Attached at tab 2 is the timetable for further interagency work presented by Bud McFarlane at Monday’s SACG.6 The goal is to complete substantive work by December 21, with a paper on substantive options ready for the President at that time.

The big question mark is whether there will be adequate opportunity to develop concrete options within the interagency process. Most of the upcoming series of papers to be drafted seem to side-step this task, focusing on the separate building blocks that will go into our [Page 1164] position, but without tying them together into a coherent negotiating position for you to take to Geneva. As a matter of interest, the attached SACG paper included a section on options in its first draft; however, Bud directed that this section be expurgated.

Thus, we recommend that you emphasize that need to assign higher priority to drafting an options paper well in advance of the December 22 deadline for completing substantive work. You will also, of course, need to meet privately with the President and Bud McFarlane to make the case for our recommended approach.

Talking points are attached, which cover four areas:7

SACG paper: good first step, but real options paper needed.

SDI/Offense-Defense Relationship: should explain to Soviets our view that defenses could be beneficial in future, but not expect to “sell” Moscow on SDI now.

ASAT arms control: State believes there are limited approaches which are in our interest, and which could provide leverage for offensive arms reductions.

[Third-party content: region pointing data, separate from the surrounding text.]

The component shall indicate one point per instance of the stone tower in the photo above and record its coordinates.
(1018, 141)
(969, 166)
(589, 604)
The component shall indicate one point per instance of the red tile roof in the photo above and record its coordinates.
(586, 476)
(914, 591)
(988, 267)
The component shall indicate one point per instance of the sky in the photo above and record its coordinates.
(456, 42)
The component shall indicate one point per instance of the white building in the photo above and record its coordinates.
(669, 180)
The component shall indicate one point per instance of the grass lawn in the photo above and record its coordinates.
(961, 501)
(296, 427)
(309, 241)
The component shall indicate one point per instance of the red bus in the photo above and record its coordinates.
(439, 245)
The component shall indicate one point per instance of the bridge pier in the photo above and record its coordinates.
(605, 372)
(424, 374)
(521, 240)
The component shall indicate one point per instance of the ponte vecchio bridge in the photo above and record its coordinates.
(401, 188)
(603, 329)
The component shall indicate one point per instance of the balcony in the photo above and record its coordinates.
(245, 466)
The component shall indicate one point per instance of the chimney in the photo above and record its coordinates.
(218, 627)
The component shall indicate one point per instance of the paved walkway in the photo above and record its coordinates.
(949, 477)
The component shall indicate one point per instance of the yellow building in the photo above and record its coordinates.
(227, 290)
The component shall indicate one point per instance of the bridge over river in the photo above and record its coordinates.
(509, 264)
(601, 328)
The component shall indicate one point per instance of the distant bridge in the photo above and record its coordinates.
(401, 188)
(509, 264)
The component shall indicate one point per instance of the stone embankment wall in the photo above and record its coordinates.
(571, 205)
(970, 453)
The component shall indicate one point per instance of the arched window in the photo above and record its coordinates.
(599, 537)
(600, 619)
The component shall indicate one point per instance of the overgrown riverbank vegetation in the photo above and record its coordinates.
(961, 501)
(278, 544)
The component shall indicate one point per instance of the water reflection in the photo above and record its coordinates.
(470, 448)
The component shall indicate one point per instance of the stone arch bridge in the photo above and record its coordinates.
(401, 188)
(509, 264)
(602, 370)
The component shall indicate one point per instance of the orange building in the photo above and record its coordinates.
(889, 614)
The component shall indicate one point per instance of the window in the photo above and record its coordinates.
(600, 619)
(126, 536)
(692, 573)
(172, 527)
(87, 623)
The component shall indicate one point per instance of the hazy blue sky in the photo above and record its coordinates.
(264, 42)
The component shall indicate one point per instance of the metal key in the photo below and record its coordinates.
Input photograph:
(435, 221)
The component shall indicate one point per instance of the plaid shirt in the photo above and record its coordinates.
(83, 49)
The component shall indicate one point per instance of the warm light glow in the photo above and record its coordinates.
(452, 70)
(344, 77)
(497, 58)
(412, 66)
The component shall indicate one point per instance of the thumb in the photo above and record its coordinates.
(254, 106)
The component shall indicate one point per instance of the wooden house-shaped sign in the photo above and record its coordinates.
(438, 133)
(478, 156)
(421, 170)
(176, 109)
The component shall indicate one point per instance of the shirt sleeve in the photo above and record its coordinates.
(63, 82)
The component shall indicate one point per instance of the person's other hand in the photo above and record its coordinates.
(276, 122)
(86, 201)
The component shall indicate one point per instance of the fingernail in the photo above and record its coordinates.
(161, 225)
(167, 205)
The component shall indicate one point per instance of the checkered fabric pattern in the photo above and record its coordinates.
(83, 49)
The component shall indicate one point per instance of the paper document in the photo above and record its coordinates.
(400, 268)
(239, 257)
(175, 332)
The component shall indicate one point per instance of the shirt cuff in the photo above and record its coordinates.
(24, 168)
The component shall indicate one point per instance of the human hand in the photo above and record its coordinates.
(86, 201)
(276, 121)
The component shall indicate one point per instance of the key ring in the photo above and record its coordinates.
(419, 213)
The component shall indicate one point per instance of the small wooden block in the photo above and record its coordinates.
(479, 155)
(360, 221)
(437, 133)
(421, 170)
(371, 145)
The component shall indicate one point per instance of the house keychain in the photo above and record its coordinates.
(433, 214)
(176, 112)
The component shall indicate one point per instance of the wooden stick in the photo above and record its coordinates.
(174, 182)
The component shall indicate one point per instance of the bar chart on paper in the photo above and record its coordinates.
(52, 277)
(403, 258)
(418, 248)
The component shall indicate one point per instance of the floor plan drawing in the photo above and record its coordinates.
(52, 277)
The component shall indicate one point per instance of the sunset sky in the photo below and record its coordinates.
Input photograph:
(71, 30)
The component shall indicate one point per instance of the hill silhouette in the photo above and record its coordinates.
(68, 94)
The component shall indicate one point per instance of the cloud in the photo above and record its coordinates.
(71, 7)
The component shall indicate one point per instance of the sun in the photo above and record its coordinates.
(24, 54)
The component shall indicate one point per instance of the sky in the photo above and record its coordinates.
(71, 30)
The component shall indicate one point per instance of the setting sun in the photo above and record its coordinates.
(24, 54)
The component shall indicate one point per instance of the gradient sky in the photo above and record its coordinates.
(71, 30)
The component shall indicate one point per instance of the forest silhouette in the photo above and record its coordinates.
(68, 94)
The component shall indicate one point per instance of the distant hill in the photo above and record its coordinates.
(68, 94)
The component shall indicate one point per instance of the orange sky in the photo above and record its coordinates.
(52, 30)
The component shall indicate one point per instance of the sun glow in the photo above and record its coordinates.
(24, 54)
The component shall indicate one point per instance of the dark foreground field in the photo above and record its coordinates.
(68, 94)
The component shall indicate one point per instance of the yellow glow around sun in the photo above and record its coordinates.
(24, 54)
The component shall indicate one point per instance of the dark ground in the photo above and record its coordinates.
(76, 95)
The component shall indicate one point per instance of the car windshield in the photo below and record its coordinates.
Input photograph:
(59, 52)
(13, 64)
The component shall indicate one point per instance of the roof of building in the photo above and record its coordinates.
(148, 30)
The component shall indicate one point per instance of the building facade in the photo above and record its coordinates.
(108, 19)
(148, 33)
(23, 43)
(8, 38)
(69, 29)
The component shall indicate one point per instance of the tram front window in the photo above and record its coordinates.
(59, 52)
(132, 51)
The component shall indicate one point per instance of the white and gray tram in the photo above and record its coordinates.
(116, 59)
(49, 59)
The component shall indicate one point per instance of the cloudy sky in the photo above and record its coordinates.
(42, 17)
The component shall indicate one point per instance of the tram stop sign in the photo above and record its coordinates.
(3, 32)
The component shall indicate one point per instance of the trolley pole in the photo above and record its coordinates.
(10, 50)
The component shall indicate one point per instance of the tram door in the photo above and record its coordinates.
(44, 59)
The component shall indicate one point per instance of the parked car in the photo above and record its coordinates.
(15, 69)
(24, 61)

Overall Objectives for Geneva: Without substantive ideas, won’t be able to engage Soviets in serious bargaining, and could lose public-diplomacy offensive.

  1. Source: Department of State, Executive Secretariat, S/S, Sensitive and Super Sensitive Documents, Lot 92D52, December 1984 Super Sensitive Documents. Secret; Sensitive; King. Drafted by Vershbow; cleared by Simons, Palmer, Markoff, and J. Gordon (PM). Forwarded through Armacost. A stamped notation reading “GPS” appears on this packet, indicating Shultz saw it. McKinley’s handwritten initials are on the top of the memorandum, indicating he saw it on December 4.
  2. See Document 326. The NSPG met on November 30 to begin these discussions; see Document 323.
  3. The paper is attached but not printed. It is summarized in this briefing memorandum as well as during the December 5 NSPG meeting.
  4. November 26. See footnote 8, Document 324.
  5. An undated memorandum from Burt to Shultz noted: “Gromyko is coming to the Geneva meeting with his tactics and goals fairly well thought out. Having decided to reverse their failed ‘no-negotiations’ approach, the Soviets now presumably feel they are positioned to profit in Geneva regardless of the U.S. position. In fact, the decision to come back via the ‘new negotiations’ route was probably sold to the skeptical in Moscow precisely on that basis. At the same time, they are emphasizing a desire to return to ‘détente,’ and probably recognize that reaching arms agreements could facilitate this and perhaps slow US and NATO defense programs.” (Department of State, EUR Records, Arthur Hartman Files, Lot 03D314, US-Soviet Relations 1985)
  6. The timetable is attached but not printed.
  7. The talking points are attached but not printed.